President Trump has released his fiscal 2019 budget, and he's not calling it the "hard power" budget or the "skinny" budget -- see? He learns! -- but he is calling it "An American Budget," which is more offensive, since his budget doesn't reflect the priorities of Americans, but of Our Glorious Elites, who do not get all the say about everything in America. This budget would not only slash EPA funding by a third and slash food stamps and eliminate the Community Development Block Grant program -- it would also cut Medicare, Medicaid, and Social Security, because he's already won Florida and won't need to win it again until 2020. Congress has already funded our government for the next two years, so this budget is DOA. But the "ideas" in it aren't -- they keep getting up no matter how many headshots we give them.
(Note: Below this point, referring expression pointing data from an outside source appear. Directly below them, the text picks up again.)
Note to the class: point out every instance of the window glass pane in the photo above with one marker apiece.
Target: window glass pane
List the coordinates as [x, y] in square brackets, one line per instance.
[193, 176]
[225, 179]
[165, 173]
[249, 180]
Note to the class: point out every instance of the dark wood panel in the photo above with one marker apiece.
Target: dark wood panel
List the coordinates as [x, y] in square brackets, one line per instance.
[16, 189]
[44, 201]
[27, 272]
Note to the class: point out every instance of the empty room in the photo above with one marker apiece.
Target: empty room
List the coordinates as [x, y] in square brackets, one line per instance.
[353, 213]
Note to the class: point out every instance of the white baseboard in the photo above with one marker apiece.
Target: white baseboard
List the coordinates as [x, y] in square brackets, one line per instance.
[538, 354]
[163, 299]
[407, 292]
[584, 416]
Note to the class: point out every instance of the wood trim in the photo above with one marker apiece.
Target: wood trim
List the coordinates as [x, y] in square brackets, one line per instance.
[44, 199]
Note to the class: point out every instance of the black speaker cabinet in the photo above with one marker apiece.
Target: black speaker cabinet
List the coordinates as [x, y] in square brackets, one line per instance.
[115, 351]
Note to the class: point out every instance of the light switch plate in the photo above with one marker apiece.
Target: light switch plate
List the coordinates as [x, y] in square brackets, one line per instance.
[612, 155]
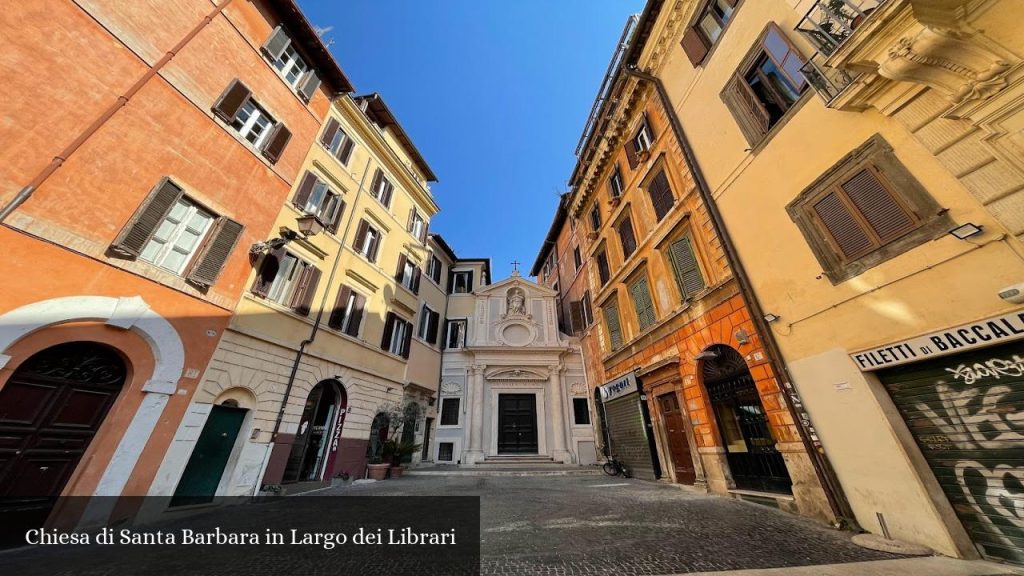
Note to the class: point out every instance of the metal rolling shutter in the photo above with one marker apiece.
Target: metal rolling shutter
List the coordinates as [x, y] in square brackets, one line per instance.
[629, 438]
[965, 411]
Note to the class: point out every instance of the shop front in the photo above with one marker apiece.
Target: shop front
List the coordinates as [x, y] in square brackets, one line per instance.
[626, 421]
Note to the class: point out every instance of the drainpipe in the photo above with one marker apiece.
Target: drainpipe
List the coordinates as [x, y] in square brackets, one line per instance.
[833, 489]
[320, 314]
[98, 123]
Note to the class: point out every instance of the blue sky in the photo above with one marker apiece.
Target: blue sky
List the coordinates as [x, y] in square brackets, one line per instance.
[495, 94]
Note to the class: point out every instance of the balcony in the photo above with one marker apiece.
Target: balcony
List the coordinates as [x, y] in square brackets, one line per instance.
[827, 25]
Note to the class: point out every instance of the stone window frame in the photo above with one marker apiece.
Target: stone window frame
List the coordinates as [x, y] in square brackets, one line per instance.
[934, 220]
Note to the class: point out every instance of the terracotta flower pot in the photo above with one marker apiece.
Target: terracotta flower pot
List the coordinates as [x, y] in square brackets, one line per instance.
[377, 471]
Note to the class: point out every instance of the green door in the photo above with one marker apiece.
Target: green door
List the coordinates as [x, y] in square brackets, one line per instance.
[206, 466]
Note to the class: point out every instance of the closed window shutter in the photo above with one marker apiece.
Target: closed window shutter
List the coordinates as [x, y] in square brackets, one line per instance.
[695, 46]
[357, 305]
[143, 222]
[267, 272]
[308, 86]
[275, 44]
[886, 216]
[231, 100]
[338, 313]
[329, 131]
[302, 194]
[687, 271]
[642, 302]
[307, 288]
[389, 321]
[748, 110]
[214, 255]
[846, 232]
[276, 142]
[614, 328]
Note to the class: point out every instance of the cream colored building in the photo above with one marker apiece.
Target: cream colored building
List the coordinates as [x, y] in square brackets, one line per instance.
[843, 141]
[333, 326]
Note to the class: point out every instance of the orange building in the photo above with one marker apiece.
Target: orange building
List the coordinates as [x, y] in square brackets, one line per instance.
[146, 147]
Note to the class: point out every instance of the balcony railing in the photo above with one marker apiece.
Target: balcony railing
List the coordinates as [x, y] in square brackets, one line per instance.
[829, 23]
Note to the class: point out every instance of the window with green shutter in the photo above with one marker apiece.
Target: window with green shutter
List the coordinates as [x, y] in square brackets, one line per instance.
[640, 290]
[684, 263]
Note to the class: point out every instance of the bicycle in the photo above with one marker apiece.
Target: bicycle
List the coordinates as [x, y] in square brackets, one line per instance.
[614, 467]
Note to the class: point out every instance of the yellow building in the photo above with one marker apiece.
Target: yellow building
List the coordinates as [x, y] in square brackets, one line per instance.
[341, 320]
[866, 159]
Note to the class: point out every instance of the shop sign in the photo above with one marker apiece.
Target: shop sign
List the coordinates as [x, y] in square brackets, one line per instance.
[619, 387]
[968, 336]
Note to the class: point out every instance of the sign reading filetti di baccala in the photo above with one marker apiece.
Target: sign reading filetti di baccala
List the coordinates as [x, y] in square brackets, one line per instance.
[961, 338]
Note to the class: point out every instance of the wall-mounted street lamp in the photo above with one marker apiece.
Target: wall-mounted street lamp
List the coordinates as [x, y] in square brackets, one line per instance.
[966, 231]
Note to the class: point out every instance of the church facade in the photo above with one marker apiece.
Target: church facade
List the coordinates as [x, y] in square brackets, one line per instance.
[513, 386]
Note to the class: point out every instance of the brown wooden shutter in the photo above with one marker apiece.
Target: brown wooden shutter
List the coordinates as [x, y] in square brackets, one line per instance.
[337, 317]
[146, 218]
[329, 132]
[275, 44]
[267, 272]
[747, 109]
[302, 194]
[884, 213]
[231, 100]
[211, 259]
[684, 262]
[306, 290]
[631, 154]
[360, 236]
[846, 232]
[276, 141]
[389, 321]
[308, 85]
[695, 45]
[357, 305]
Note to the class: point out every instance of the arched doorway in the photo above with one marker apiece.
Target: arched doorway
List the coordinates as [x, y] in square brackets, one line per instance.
[751, 452]
[50, 410]
[318, 429]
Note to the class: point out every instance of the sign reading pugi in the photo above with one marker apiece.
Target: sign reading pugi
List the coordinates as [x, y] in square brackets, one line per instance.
[977, 334]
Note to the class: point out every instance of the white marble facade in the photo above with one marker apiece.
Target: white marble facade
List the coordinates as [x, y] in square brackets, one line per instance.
[515, 371]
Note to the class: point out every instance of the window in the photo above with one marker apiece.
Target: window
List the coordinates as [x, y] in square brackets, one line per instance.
[435, 269]
[627, 237]
[613, 326]
[766, 85]
[368, 241]
[660, 195]
[429, 321]
[408, 274]
[684, 263]
[382, 189]
[237, 108]
[171, 231]
[640, 292]
[581, 411]
[347, 313]
[615, 182]
[315, 198]
[284, 55]
[287, 280]
[456, 334]
[417, 225]
[864, 210]
[461, 282]
[450, 412]
[337, 141]
[397, 335]
[706, 31]
[602, 268]
[595, 217]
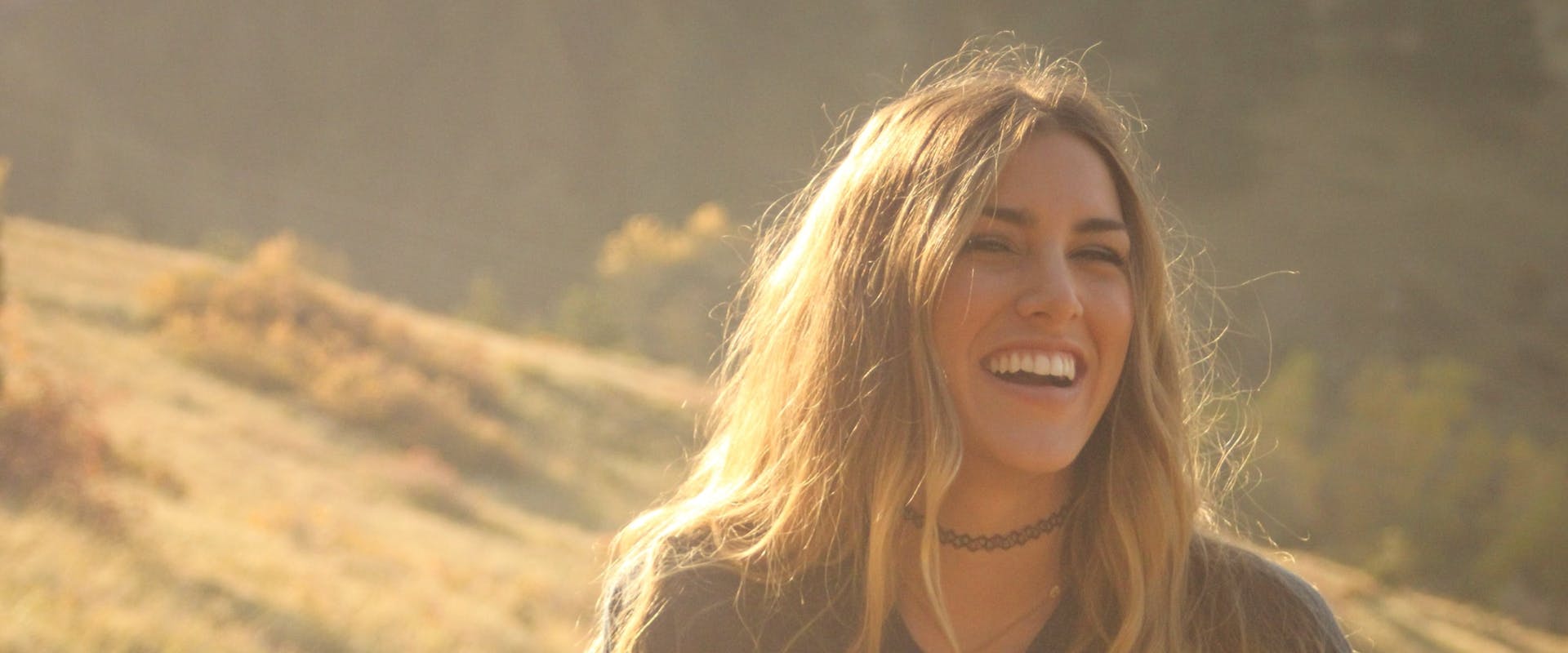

So Social Security Works helps you tell your Congressfolk to reject the Trump Un-American Budget.
Meanwhile, the House is mulling H.R. 3299, the so-called Protecting Consumers' Access to Credit Act, which would amend several federal laws to ensure that "(a) loan that is valid when made as to its maximum rate of interest in accordance with this subsection shall remain valid with respect to such rate regardless of whether the loan is subsequently sold, assigned, or otherwise transferred to a third party, and may be enforced by such third party notwithstanding any State law to the contrary." What that ultimately means, however, is that such a loan could blow right past any state caps on interest rates, thus rendering them meaningless. Now there's "small government" for you! H.R. 3299 doesn't "protect consumers' access to credit," it protects loansharks' access to their borrowers' money, never mind whether it's usurious or not. So Americans for Financial Reform helps you tell your Congressfolk to actually protect consumers by rejecting H.R. 3299.
Finally, if you've missed previous opportunities to tell your Senators to reject S. 2155, the so-called Economic Growth, Regulatory Relief, and Consumer Protection Act, then Demand Progress still helps you do that. They call it a bill that loosens restraints on community banks by raising the threshold of heightened regulatory scrutiny from $50 billion to $250 billion in assets, but that's a load of bollocks, unless we redefine the phrase "community banks" to include corporations like Credit Suisse and American Express do. Why, they're community banks with a glandular problem! The bill would also let smaller banks indulge in higher-risk mortgages, because that's what smaller banks need: more leeway to do things that would harm them and their customers. I've said it before and I'll say it again: the greatest enemy of the small bank isn't Big Gummint, but the big bankster. So let's push Congress to fight the real enemy.